There are other time-honored elements of Vermont farm life that we incorporate into Farm Camp. Campers let loose with games from the leader’s bag of tricks, and invent their own games. (The chicken house once became the “jail” in a camper-initiated game of tag!) We get sweaty and dirty and then cool off, often by sliding down the slip n’ slide on the side of one of our hills (we always have a lifeguard on staff). Before lunch, we give thanks to the sun, soil, plants, and animals—and the farmers and cooks, too—who made our meal possible. Finally, we take time for solo sits with our journals, so we can all enjoy the farm as if we were alone for a few minutes in the midst of our gregarious work and play.
Our model of Farm Camp is probably unique for its incorporation of educational philosophy, farmer personalities, and site specifics. I was a teacher and curriculum consultant before I became a farmer, and Jerry has 30 years of organic farming under his belt and an incredible way with children. We own our farm, live and work organically in intimate relation with the soil and our community, and make our living from what we raise and harvest. By offering scholarships and transportation help, we make a special effort to reach out to children who might not otherwise get the opportunity to attend Farm Camp.

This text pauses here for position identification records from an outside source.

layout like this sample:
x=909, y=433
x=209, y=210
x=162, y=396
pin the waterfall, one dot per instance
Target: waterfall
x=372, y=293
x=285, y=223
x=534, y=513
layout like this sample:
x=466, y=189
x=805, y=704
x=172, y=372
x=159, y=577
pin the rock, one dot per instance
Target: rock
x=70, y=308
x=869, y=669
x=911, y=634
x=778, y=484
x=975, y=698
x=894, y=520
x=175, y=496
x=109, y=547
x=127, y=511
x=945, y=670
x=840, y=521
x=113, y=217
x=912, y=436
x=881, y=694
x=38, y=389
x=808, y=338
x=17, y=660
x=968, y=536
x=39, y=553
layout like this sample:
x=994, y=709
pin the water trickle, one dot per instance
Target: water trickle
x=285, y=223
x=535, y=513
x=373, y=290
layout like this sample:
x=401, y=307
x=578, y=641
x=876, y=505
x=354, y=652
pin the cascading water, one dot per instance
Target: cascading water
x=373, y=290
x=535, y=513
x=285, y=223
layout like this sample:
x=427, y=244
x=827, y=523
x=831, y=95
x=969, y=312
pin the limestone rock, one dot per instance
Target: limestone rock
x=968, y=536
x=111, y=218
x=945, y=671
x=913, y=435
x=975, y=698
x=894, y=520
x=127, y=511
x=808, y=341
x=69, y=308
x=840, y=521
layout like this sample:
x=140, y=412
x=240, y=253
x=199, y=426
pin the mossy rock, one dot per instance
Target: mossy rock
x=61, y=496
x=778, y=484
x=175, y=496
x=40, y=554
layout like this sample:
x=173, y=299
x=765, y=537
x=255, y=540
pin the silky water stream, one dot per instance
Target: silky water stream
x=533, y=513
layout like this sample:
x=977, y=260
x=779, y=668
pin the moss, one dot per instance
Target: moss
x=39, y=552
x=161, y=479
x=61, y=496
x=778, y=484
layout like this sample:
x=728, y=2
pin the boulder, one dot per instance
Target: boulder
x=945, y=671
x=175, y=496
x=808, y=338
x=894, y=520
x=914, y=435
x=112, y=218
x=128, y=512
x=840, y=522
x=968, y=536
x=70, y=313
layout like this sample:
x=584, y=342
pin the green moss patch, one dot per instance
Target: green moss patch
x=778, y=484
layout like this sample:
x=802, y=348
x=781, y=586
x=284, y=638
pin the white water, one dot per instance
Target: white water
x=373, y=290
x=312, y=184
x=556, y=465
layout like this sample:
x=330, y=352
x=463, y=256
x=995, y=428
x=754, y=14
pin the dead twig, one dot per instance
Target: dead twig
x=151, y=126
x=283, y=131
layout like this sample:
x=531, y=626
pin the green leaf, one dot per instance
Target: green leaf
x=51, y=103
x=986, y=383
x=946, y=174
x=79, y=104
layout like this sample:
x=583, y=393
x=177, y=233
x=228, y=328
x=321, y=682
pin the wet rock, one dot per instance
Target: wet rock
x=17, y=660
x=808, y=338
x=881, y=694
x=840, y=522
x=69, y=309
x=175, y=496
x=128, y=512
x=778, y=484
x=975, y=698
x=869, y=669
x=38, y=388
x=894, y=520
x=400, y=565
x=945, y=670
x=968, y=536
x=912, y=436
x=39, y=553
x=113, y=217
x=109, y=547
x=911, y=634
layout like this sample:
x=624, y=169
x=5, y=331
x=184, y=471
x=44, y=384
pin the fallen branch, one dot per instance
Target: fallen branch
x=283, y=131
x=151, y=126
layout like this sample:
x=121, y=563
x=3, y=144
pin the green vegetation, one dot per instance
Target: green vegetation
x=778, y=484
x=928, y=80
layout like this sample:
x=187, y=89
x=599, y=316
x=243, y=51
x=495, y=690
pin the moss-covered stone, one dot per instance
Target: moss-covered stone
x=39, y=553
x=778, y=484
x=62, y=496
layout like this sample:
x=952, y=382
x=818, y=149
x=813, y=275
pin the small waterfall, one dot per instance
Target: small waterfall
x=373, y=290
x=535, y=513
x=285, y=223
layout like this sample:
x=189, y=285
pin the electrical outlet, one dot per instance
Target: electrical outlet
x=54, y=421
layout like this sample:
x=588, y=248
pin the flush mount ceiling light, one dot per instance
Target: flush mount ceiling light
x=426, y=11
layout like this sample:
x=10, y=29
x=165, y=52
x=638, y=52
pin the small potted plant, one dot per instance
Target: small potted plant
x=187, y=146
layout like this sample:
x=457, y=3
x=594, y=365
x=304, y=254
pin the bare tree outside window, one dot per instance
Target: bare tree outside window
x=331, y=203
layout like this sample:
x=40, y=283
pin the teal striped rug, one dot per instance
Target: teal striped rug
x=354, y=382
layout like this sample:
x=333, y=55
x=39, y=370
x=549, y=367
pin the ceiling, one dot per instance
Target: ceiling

There are a variety of other farm camp opportunities in Vermont. Farm & Wilderness Camp in Plymouth is well known for its overnight camps built on Quaker values, with an emphasis on farm life, self-sufficiency, and the development of character and responsibility. They also offer day camps. Shelburne Farms offers day camps in a gorgeous farm environment on the shores of Lake Champlain. And Food Works at Two Rivers Center in Montpelier offers a unique hands-on Herb Camp, at which children learn to make herbal salves, balms, and teas. The Farm-Based Education Association has information on these and many other programs (www.farmbasededucation.org).
Farms cultivate a problem-solving approach to life’s challenges and surprises. They provide ample opportunity for reflection, balance of work and play, immersion in beauty, and awareness of self and place. Children want to have responsibility for other creatures and to be needed, to interact in community, to be challenged, and to experience their own physical strength—just as adults do.
Sometimes I wonder: am I perpetuating an agrarian myth, like all those farm animal picture books and cutesy animated movies? No—my family and I are real, part of a “new agrarian economy” based on relationships and sustainability. The lesson of Farm Camp is real and universal: to feed, to plant, and to harvest is to be more confident, more powerful, more satisfied, and more deeply engaged in life’s web—in short, to be more human.
For more on Farm Camp at Deer Ridge Farm, go to deerridgefarmvt.net. Deer Ridge Farm in Guilford produces maple syrup, berries, cut flowers, and vegetables for the Brattleboro Farmers’ Market, their roadside stand, weddings, and their new winter CSA.